After an emergency landing by a German government jet earlier this week, which nearly crashed at Berlin’s Schoenefeld Airport on Tuesday, the country’s Defence Minister Ursula von der Leyen began investigating whether there are systemic problems with the maintenance of the government’s aircraft fleet, managed by a subsidiary of Lufthansa, the German outlet Der Spiegel reports.
The day after the accident, General Aviation Security was tasked with a probe into the matter, as well as several other incidents that have taken place in the past few months. The chief aviation investigator of the German Armed Forces is reportedly tasked with finding out whether outsourced maintenance has been insufficiently diligently carried out.
The near crash of the plane on 16 April occurred directly after maintenance conducted by Lufthansa Bombardier Aviation Services. Among other things, there is reportedly a suspicion that the problems of the "Global 5000" government jet were caused by flaws in the spoiler wiring on its wings. While the pilots were in the air, the plane assumed a dangerous angle, even coming to a stall, Der Spiegel notes. During the emergency landing, the jet reportedly missed the runway, skidded across the lawn and was massively damaged.

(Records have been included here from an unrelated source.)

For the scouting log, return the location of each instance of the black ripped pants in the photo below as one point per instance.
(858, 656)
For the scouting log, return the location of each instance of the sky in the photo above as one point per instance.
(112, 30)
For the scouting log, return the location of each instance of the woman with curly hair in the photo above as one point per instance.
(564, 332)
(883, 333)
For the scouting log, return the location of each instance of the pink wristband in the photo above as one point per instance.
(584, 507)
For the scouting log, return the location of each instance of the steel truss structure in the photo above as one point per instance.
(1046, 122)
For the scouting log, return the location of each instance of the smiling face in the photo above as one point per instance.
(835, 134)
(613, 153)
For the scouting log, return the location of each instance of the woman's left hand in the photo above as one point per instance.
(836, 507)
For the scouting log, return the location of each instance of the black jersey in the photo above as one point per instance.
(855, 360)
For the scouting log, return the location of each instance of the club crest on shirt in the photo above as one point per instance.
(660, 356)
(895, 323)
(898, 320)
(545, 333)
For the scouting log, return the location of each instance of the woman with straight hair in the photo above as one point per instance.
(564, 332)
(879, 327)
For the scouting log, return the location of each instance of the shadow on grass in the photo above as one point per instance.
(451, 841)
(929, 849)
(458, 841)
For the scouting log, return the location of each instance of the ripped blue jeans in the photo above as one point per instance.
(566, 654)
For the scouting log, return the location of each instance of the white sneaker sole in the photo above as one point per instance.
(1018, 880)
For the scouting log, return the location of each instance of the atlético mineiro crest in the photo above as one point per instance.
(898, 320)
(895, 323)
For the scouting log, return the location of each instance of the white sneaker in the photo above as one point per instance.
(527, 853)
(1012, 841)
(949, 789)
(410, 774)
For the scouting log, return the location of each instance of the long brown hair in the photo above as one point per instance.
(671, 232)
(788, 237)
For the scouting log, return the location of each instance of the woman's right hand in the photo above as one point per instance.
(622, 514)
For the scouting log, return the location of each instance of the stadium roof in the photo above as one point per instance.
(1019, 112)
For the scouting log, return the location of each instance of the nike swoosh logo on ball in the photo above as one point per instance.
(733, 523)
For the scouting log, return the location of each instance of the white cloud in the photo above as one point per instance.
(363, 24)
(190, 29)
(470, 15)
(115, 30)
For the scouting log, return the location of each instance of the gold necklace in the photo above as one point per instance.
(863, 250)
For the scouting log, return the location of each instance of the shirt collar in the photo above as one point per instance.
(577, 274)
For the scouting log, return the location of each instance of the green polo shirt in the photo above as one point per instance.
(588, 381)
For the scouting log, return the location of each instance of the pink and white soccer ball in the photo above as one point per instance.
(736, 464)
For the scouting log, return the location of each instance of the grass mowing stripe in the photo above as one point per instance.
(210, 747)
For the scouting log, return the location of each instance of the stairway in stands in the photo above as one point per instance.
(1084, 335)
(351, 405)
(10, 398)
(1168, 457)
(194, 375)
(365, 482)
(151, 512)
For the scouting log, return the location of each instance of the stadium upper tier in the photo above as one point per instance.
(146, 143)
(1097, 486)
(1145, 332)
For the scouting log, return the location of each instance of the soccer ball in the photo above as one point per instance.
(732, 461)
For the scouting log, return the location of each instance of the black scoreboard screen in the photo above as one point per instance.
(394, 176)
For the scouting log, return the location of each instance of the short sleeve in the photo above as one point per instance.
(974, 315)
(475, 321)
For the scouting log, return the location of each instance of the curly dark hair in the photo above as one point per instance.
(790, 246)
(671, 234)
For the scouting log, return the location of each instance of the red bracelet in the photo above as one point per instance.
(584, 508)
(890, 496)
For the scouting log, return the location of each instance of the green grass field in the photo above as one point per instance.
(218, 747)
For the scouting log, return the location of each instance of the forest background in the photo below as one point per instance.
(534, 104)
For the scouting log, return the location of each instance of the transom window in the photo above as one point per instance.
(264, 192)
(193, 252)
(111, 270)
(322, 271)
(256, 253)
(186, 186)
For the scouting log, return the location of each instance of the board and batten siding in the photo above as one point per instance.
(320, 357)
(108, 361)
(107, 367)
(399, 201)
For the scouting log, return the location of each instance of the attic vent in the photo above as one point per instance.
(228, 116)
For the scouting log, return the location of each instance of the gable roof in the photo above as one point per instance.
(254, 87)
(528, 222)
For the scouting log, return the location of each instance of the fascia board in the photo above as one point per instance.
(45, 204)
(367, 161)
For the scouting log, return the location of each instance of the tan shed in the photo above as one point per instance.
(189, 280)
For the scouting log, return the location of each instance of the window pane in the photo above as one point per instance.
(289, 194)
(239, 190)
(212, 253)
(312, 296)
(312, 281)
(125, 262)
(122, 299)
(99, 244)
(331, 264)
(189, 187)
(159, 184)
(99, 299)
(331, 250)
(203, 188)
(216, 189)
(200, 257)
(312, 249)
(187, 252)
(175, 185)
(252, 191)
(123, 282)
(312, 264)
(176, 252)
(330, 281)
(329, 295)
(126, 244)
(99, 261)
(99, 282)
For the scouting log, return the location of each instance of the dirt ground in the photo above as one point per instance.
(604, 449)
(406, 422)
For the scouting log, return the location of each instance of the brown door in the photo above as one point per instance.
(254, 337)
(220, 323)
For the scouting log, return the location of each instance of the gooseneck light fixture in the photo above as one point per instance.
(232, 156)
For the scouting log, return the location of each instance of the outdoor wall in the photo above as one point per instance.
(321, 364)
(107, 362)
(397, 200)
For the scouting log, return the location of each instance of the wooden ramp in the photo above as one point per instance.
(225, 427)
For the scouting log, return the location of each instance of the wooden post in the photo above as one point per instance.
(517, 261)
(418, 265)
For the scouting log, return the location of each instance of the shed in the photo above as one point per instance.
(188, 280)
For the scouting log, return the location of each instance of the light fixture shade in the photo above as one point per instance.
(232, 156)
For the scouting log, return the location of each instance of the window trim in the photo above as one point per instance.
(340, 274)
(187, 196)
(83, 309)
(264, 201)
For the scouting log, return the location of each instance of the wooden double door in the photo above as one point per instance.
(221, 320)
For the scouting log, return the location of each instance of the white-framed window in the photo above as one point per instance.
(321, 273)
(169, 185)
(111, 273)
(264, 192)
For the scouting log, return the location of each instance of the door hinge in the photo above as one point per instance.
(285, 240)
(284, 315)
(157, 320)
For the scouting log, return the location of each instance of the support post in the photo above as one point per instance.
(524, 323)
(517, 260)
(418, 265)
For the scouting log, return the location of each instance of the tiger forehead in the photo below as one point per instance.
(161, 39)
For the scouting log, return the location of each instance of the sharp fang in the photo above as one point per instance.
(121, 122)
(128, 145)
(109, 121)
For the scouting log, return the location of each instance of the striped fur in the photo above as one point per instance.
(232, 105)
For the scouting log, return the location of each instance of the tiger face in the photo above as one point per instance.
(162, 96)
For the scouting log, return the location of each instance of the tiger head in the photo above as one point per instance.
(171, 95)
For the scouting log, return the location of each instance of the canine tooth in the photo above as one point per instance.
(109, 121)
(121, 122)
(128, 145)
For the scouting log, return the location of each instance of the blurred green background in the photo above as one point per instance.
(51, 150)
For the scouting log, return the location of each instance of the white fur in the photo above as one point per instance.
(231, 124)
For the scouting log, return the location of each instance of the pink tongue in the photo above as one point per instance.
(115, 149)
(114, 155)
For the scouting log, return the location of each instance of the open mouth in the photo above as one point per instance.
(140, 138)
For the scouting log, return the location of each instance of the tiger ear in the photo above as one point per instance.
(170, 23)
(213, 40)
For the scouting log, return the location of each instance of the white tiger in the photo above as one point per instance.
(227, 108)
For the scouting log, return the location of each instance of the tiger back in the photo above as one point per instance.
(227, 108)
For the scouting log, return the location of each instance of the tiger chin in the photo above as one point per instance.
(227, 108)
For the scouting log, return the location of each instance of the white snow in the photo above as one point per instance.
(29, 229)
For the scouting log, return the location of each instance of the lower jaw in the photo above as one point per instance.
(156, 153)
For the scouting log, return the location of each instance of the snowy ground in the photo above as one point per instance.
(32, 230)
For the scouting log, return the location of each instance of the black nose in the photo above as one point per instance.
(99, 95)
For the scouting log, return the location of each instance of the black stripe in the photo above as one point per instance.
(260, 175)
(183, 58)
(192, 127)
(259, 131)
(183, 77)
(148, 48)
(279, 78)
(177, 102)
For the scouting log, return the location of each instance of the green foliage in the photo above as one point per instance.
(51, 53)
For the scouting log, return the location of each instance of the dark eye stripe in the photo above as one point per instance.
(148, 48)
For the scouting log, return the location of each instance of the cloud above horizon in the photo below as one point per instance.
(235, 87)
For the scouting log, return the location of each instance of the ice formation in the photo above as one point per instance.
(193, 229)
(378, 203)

This is not the first incident involving the so-called White Fleet that is said to have raised doubts about the maintenance carried out by the Lufthansa company. The anti-lock system failed on one of the jets during Foreign Minister Heiko Maas’ trip to the US. The incident ended harmlessly, but the A340 aircraft immediately went back to Hamburg to the technical department of Lufthansa for an extensive check-up. Even during the return flight there were problems on the same chassis, which blocked the so-called anti-skid system. It was later discovered that Lufthansa had recently replaced the faulty landing gear during its servicing.
Another incident that raised concerns about the safety of the government’s fleet was the failure of Chancellor Angela Merkel’s plane, bound for the G20 summit in Argentina in November 2018. Her jet had to return to Cologne on its way across the Atlantic due to a breakdown of the on-board radio communications systems. The chancellor used a commercial airline to get to Buenos Aires, but missed the opening. A later confidential report, cited by Der Spiegel, suggested that in 2010, Lufthansa upgraded the Airbus А340's built-in digital communications system without informing the pilots and the aeronautics company Airbus about it.
Earlier this year, it was reported that German Minister of Economic Cooperation and Development Gerd Mueller was stuck in Malawi in Africa after his aircraft failed to take off due to technical problems.
The company maintaining the Bundeswehr’s jets, Lufthansa Technik, is regarded as a premium provider and serves not only the German government’s fleet, but also wealthy customers from all over the world. Its spokesman remained tight-lipped in response to Der Spiegel’s inquest into the matter.
Before this investigation was launched, the Bundeswehr was also working on renewing its fleet. The government has reportedly ordered three new A350 jets, the first of which is expected to be delivered in late 2020 and will be equipped with a VIP cabin.